Traffic Zone Center for Visual Art
- Established: 1993
- Location: 250 Third Avenue North Minneapolis, Minnesota, 55401 United States
- Type: Artist cooperative, art gallery
- Public transit access: Metro Transit Transit Bus: Routes 3, 14, 16, 50, 94 / Third Avenue North & Washington Avenue North Light Rail: Blue Line / Target Field Station Commuter Rail: Northstar Line / Target Field Station Metro Transit Interactive Map
- Website: www.trafficzoneart.com

= Traffic Zone Center for Visual Art =

The Traffic Zone Center for Visual Art (TZCVA) is an artist cooperative located in the historic Warehouse District of downtown Minneapolis, Minnesota, United States. Founded in 1993, TZCVA was established to create an artist-owned and managed building that provides stable, safe, and affordable studio, teaching and exhibition space for mid-career visual artists. TZCVA is a partnership between Artspace Projects, Inc., a leading national non-profit real estate developer for the arts, and a cooperative of 23 artist-members.

TZCVA is housed in a restored six-story Chicago-style limestone warehouse located in the North Loop neighborhood at 250 Third Avenue North, Minneapolis, Minnesota, 55401. The Traffic Zone building is of significant historic and architectural interest and is listed on the National Register of Historic Places (NRHP).

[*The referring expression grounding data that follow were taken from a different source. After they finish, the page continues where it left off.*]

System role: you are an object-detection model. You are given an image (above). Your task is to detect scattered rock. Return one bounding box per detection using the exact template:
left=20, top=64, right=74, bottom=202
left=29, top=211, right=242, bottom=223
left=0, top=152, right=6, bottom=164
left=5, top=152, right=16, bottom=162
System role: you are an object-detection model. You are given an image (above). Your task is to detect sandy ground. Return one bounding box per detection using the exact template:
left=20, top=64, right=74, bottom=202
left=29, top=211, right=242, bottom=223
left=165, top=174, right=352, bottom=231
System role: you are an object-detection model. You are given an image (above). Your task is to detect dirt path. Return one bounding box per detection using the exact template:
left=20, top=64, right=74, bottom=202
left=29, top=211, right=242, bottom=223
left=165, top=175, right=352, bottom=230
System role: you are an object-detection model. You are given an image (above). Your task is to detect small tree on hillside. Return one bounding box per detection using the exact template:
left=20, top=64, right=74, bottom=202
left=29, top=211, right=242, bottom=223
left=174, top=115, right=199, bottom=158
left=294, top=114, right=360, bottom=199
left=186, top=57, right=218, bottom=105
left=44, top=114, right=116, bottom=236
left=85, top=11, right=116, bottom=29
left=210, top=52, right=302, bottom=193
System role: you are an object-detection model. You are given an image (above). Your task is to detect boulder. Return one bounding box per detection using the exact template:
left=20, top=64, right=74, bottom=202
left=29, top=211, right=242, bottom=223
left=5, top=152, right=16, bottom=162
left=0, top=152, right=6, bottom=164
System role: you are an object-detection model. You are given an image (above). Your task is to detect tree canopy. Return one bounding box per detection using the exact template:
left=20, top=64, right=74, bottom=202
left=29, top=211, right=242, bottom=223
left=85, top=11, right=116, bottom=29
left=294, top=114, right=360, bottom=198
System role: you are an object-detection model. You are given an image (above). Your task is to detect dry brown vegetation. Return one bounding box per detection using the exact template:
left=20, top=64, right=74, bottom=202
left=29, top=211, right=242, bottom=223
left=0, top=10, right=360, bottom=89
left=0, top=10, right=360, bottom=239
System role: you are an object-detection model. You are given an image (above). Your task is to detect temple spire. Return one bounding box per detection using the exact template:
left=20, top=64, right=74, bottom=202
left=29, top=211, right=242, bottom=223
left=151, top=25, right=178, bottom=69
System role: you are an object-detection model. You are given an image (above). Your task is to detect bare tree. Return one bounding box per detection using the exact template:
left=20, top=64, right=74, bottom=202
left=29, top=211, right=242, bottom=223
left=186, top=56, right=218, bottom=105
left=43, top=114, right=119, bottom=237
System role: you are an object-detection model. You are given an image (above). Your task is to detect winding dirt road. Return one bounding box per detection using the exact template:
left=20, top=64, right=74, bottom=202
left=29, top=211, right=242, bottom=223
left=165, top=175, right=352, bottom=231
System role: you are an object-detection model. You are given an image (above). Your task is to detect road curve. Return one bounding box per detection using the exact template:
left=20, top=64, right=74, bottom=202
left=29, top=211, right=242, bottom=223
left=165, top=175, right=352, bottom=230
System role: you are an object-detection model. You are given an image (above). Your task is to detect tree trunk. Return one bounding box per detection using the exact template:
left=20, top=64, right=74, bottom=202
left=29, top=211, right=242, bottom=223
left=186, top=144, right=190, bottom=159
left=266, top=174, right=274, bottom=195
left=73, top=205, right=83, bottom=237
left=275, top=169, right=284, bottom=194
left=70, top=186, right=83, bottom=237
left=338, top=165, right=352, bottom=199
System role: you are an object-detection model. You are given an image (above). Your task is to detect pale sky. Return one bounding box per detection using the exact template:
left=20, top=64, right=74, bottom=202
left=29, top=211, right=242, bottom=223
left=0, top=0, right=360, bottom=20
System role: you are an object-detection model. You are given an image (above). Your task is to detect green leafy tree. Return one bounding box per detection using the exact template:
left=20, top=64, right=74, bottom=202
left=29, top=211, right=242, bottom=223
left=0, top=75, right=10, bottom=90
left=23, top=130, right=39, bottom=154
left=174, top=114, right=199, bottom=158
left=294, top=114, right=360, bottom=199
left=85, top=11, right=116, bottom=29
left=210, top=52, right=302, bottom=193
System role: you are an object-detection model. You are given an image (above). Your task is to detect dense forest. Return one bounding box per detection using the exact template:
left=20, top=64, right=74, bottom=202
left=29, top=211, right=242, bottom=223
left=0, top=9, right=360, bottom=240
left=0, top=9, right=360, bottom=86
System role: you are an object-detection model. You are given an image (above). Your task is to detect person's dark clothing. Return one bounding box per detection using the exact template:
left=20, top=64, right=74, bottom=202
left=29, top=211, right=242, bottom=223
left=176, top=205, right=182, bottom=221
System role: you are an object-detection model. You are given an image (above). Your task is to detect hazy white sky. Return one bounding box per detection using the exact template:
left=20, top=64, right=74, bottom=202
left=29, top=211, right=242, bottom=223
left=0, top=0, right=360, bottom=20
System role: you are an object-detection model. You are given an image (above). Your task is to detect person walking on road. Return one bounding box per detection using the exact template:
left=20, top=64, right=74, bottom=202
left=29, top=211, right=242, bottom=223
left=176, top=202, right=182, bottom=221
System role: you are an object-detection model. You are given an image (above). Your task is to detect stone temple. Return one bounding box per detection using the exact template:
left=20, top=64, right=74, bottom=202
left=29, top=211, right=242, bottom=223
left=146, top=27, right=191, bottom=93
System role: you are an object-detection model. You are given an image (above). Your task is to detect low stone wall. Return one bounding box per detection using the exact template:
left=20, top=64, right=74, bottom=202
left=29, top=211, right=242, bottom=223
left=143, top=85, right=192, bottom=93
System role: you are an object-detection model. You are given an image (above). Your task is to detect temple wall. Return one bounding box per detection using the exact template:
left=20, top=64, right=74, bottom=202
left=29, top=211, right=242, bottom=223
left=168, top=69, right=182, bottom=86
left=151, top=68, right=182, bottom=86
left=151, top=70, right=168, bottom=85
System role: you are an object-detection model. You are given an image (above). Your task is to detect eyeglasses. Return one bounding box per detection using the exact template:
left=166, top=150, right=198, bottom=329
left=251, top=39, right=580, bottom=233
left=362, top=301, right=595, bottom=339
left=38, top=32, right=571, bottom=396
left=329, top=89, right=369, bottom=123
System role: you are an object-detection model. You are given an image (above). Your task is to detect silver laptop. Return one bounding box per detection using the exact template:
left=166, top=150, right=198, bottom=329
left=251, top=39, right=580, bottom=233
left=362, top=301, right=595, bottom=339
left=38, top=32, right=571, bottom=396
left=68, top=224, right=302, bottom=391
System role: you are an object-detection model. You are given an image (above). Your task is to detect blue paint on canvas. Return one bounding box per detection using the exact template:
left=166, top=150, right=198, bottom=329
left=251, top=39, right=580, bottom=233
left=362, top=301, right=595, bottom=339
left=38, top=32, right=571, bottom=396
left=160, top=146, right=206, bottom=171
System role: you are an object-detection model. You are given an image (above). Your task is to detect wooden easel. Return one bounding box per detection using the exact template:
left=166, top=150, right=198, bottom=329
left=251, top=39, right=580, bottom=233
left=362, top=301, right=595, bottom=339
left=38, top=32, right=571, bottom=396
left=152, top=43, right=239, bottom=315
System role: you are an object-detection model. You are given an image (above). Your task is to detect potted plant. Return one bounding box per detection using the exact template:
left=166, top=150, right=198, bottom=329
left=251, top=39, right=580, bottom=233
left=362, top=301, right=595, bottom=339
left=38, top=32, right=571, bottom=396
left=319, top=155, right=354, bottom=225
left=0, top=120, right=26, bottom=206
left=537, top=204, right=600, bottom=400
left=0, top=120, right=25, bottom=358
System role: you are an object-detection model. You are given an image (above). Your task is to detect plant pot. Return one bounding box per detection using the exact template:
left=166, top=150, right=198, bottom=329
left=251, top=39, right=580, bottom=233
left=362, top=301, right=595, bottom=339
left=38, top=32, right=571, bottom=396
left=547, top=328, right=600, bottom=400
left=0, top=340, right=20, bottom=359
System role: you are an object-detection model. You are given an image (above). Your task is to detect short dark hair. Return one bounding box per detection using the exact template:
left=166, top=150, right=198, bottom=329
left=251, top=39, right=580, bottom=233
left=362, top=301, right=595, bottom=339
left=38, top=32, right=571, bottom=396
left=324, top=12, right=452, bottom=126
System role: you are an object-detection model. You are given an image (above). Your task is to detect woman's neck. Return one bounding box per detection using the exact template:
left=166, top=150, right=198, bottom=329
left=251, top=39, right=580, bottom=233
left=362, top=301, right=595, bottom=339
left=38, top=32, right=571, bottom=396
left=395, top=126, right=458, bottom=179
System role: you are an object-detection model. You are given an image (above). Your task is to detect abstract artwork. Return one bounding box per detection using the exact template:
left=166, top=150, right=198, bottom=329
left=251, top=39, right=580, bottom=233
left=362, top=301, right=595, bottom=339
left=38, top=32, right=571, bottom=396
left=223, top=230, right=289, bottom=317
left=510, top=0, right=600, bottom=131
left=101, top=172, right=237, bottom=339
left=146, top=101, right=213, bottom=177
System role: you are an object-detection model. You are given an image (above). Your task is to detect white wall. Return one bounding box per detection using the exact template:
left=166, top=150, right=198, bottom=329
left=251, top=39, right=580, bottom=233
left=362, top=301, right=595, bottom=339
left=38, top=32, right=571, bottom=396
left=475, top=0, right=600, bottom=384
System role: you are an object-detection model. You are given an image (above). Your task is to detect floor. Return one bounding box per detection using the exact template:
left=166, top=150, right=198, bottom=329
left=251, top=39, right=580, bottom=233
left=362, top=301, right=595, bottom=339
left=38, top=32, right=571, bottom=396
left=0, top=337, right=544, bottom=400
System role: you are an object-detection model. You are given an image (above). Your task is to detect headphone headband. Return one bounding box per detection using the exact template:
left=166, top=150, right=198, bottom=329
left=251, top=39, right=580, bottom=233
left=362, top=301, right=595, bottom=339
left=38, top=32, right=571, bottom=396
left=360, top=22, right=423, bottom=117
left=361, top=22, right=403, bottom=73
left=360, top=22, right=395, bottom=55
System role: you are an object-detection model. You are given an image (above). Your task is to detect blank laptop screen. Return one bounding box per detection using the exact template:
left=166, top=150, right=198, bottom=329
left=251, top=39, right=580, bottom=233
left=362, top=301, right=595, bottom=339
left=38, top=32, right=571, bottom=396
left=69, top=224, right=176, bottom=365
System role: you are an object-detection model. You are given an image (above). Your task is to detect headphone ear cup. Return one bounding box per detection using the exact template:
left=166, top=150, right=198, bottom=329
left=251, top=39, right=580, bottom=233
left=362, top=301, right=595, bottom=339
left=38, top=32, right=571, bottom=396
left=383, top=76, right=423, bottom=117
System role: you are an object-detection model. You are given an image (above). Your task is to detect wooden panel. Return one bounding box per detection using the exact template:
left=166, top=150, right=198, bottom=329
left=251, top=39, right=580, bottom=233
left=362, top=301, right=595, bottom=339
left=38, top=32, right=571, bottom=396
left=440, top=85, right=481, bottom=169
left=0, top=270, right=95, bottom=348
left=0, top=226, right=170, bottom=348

Erected in 1886 for the Moline, Milburn and Stoddard Company as a warehouse for storing farm machinery and implements, the building was expanded two years later and converted into a commercial bakery operated by the National Biscuit Company (Nabisco). From 1951 to 1992, it housed an appliance parts business. In 1992, the warehouse was purchased by Artspace Projects with financial assistance from the City of Minneapolis, the McKnight Foundation, the Dayton Hudson Foundation, the General Mills Foundation and other funders. Extensively renovated by LHB Engineers & Architects (Minneapolis), the restored warehouse re-opened in 1995 as the Traffic Zone Center for Visual Art. As of December 2023, the building is listed for sale as "an incredible opportunity for a commercial or residential adaptive reuse project."

Members of the TZCVA cooperative have included an eclectic, international mix of painters, photographers, printmakers, conceptual artists, sculptors, book artists, and ceramicists. Many are past recipients of fellowships and grants from the McKnight Foundation (Minneapolis); the Bush Foundation (St. Paul); the Jerome Foundation (New York & St. Paul); the Minnesota State Arts Board (St. Paul); the Pollock-Krasner Foundation, (New York); and the National Endowment for the Arts (Washington, D.C.).

As part of its community-oriented educational mission, TZCVA sponsors workshops, classes, presentations, and quarterly exhibitions of contemporary art by local, national, and international painters, sculptors, photographers, printmakers, book artists, and installation artists. Organized by co-op artists and guest curators, these exhibitions are presented in the Traffic Zone Gallery, the cooperative's ground floor exhibition space. TZCVA also hosts semi-annual "Open Studio" events to allow members of the community to meet co-op artists and view and purchase artwork in a studio setting.

Current TZCVA artist-members include Harriet Bart, Kristie Bretzke, Perci Chester, David Collins, Lisa Colwell, James Conaway, Jim Dryden, Jil Evans, Bette Globus Goodman, Bonnie Heller, Bruce Hudson-Bogaard, Vesna Kittelson, Paul Ka Yin Kwok, Lisa Nankivil, Jon Neuse, Howard Oransky, Steve Ozone, Rebecca Pavlenko, Patrick Kemal Pryor, Jodi Reeb, Wilber H. Schilling, Harold B. Stone, and Jantje Visscher.

Commercial and non-profit building tenants include Artspace Projects, Inc., Graywolf Press, Indulgence Press, James & Mary Laurie Booksellers, Pro-Choice Resources, among others.